Barr, it turns out, has for 30 years been the go-to guy for protecting a president, covering up scandals, and obstructing investigations. In August 1992, Safire wrote about Barr’s refusal to appoint an independent counsel to investigate what he called Iraqgate – the shadowy diversion of funds that Saddam Hussein used to build up his military after the Iran-Iraq War. It is now a nearly forgotten chapter of history, but Safire lasered in on what he thought was “the Bush Administration’s fraudulent use of public funds, its sustained deception of Congress and its obstruction of justice.”
In August 1992, he wrote about Barr’s refusal to name an independent counsel, despite what Safire saw as an “obvious conflict of interest.” (Another independent counsel, Lawrence Walsh had been named to investigate the Iran-contra affair in 1986 and would infuriate Republicans when he issued high profile indictments on the eve of the 1992 election.) Wrote Safire:
U.S. Attorney General William Barr, in rejecting the House Judiciary Committee’s call for a prosecutor not beholden to the Bush Administration to investigate the crimes of Iraqgate, has taken personal charge of the cover-up.
The document that will be Exhibit A in a future prosecution of obstruction of justice is an unsigned 97-page apologia that accompanied Mr. Barr’s unprecedented refusal to recognize a “political conflict of interest,” as called for in the law.
Read it for yourself; though intended to explain in detail why Congress does not understand the intent of Congress, Barr’s Apology does the opposite: its strained defensiveness will cause any objective reader to say “something smells fishy here.”
Three months later, Safire revisited the issue after Barr “handpicked a whitewasher” who would successfully filibuster the probe until after the election.”Why does the Coverup-General resist independent investigation?” Safire asked
Barr’s clear strategy, Safire wrote, “has been to stall past Dec. 15, when the law authorizing independent counsel expires; Republicans recently filibustered its extension to death.” Whoever won the 1992 election, “no autonomous prosecutor could then be named; Iraqgate might then become a matter between departing and incoming Presidents, and bygones could be bygones …” And that is pretty much what happened.
But Barr 1.0 had one more chapter left.
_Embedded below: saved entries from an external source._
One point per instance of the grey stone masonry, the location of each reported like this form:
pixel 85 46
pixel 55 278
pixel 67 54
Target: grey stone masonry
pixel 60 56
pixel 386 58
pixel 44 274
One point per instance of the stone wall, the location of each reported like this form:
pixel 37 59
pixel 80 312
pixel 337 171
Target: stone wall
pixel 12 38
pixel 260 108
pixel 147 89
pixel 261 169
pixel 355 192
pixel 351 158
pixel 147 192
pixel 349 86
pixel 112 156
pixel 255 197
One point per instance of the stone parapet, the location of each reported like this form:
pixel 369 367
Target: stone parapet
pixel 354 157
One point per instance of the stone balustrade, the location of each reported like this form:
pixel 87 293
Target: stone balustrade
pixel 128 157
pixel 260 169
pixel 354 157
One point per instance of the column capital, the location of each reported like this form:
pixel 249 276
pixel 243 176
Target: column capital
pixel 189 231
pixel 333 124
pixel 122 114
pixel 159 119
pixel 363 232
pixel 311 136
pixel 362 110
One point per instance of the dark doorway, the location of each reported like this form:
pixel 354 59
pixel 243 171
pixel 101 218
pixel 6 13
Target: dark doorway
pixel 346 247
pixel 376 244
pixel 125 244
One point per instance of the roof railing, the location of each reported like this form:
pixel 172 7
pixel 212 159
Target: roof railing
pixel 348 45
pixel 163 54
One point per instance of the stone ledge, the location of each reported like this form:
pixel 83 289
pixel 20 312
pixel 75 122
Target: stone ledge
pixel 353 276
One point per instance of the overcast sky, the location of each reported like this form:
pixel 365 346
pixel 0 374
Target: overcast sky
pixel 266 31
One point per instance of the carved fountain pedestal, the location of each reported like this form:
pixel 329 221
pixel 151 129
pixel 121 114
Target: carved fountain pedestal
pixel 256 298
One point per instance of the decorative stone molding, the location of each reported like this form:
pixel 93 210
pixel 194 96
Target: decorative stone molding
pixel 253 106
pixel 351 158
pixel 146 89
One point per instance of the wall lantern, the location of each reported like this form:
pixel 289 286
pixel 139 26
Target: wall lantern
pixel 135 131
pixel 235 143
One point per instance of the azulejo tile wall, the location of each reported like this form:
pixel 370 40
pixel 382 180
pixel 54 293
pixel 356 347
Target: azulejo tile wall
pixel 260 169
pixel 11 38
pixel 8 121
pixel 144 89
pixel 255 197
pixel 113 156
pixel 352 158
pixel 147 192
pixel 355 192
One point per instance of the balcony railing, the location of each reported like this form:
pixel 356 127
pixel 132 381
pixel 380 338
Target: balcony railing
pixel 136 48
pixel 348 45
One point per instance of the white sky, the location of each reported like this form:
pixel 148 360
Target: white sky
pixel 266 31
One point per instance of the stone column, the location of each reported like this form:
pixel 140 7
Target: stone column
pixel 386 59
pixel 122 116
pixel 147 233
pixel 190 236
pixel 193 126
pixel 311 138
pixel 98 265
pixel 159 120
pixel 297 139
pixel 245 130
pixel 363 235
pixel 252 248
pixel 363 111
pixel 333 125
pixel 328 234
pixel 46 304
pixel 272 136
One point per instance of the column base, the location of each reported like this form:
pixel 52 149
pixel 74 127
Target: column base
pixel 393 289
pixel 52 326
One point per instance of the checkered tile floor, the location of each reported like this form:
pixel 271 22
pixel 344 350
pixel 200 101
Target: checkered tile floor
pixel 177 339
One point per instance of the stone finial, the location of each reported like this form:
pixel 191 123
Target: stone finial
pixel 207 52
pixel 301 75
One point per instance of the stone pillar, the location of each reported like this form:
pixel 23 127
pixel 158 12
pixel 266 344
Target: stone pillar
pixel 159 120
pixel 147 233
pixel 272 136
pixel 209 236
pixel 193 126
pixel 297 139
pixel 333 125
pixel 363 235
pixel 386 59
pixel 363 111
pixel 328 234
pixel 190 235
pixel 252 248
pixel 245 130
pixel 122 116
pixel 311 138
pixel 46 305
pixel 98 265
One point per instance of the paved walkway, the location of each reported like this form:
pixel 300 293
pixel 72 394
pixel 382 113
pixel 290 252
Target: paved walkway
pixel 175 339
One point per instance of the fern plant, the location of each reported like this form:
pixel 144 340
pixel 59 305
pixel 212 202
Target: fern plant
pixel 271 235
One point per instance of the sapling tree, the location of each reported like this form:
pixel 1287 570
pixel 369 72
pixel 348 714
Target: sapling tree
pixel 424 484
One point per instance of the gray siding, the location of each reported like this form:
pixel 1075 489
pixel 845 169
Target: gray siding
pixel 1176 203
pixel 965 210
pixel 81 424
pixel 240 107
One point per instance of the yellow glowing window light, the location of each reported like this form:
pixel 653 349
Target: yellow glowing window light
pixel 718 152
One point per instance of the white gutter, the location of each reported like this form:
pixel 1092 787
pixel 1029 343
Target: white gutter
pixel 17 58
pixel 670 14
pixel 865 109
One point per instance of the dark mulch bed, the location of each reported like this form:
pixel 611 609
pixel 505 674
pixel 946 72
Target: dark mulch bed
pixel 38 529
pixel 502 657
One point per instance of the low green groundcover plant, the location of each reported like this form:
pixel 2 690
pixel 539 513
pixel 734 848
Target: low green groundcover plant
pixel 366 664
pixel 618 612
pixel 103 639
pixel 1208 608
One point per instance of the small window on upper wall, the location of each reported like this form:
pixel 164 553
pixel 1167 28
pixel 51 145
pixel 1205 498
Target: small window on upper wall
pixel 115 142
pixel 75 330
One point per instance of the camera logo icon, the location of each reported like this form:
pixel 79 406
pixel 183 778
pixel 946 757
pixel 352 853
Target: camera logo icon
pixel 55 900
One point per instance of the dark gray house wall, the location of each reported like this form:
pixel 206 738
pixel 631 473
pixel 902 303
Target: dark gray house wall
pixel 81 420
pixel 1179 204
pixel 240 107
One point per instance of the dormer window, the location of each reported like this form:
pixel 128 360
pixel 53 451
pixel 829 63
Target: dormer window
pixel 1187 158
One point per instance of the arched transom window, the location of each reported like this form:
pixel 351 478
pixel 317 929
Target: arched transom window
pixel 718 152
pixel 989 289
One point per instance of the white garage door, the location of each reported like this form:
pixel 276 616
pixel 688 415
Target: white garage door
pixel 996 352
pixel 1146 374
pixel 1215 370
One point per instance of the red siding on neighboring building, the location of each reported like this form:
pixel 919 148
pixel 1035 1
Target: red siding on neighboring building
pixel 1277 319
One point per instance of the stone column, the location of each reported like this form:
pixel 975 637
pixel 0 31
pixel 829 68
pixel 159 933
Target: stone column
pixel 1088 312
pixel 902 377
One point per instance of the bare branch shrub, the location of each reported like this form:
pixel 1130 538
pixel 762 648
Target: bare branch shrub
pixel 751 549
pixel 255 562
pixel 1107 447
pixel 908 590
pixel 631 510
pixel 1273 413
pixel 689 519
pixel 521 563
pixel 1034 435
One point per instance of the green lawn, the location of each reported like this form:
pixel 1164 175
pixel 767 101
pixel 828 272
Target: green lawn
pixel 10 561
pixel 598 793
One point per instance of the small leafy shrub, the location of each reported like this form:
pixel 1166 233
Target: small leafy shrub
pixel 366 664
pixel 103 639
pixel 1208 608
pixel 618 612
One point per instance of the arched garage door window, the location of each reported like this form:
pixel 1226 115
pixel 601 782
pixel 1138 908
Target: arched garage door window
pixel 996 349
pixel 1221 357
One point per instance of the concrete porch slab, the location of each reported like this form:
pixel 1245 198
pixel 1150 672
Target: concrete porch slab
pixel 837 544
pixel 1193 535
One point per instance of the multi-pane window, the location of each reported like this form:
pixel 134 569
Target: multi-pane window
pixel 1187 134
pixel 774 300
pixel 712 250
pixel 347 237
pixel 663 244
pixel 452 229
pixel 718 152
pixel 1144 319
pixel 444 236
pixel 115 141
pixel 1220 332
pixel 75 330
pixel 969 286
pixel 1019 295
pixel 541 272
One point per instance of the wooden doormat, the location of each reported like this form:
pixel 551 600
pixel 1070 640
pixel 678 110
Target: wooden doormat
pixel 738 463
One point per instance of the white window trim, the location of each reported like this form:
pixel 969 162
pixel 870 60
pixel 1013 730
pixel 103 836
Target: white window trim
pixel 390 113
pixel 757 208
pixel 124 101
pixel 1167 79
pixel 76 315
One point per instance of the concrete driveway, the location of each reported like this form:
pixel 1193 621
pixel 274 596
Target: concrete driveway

He was one of the driving forces behind what Safire called the “Christmas eve massacre” of the Iran-contra probe. Barr pushed hard for last minute pardons for six individuals caught up in the investigation, including former defense Secretary Caspar Weinberger. The dramatic move on December 24, 1992, aborted Weinberger’s trial, which was slated to begin the next month, “virtually decapitating what was left of Mr. Walsh’s effort, which began in 1986.” Walsh denounced the pardons as part of the cover-up that “has continued for more than six years.” The decision to issue pardons, he said, “undermines the principle that no man is above the law. It demonstrates that powerful people with powerful allies can commit serious crimes in high office, deliberately abusing the public trust without consequences.”
Over the years the Iran-contra scandal has faded; while “Iraqgate” has been reduced to a historical nullity. Few Republicans lamented the crushing of Walsh’s investigation and many still remember his role in the 1992 elections with bitterness. His tenure effectively discredited the independent counsel law in the eyes of both parties.
But what of Barr’s conduct in covering up, protecting his boss, and using pardons to obstruct justice? All of this raises some rankling questions while answering others.
How did all of this fall into our collective memory hole? Why didn’t Barr’s well-documented handling of that earlier scandal damage his reputation? Or least raise caution flags?
And how much did Barr’s track record factor into Trump’s decision to appoint him attorney general in the midst of the Mueller investigation?
Which brings us back to today. Barr’s legal legerdemain has come as a surprise to those who wonder why Barr has been so willing to sacrifice his reputation to protect Trump. Perhaps because he has done it all before. And it worked out just fine for him.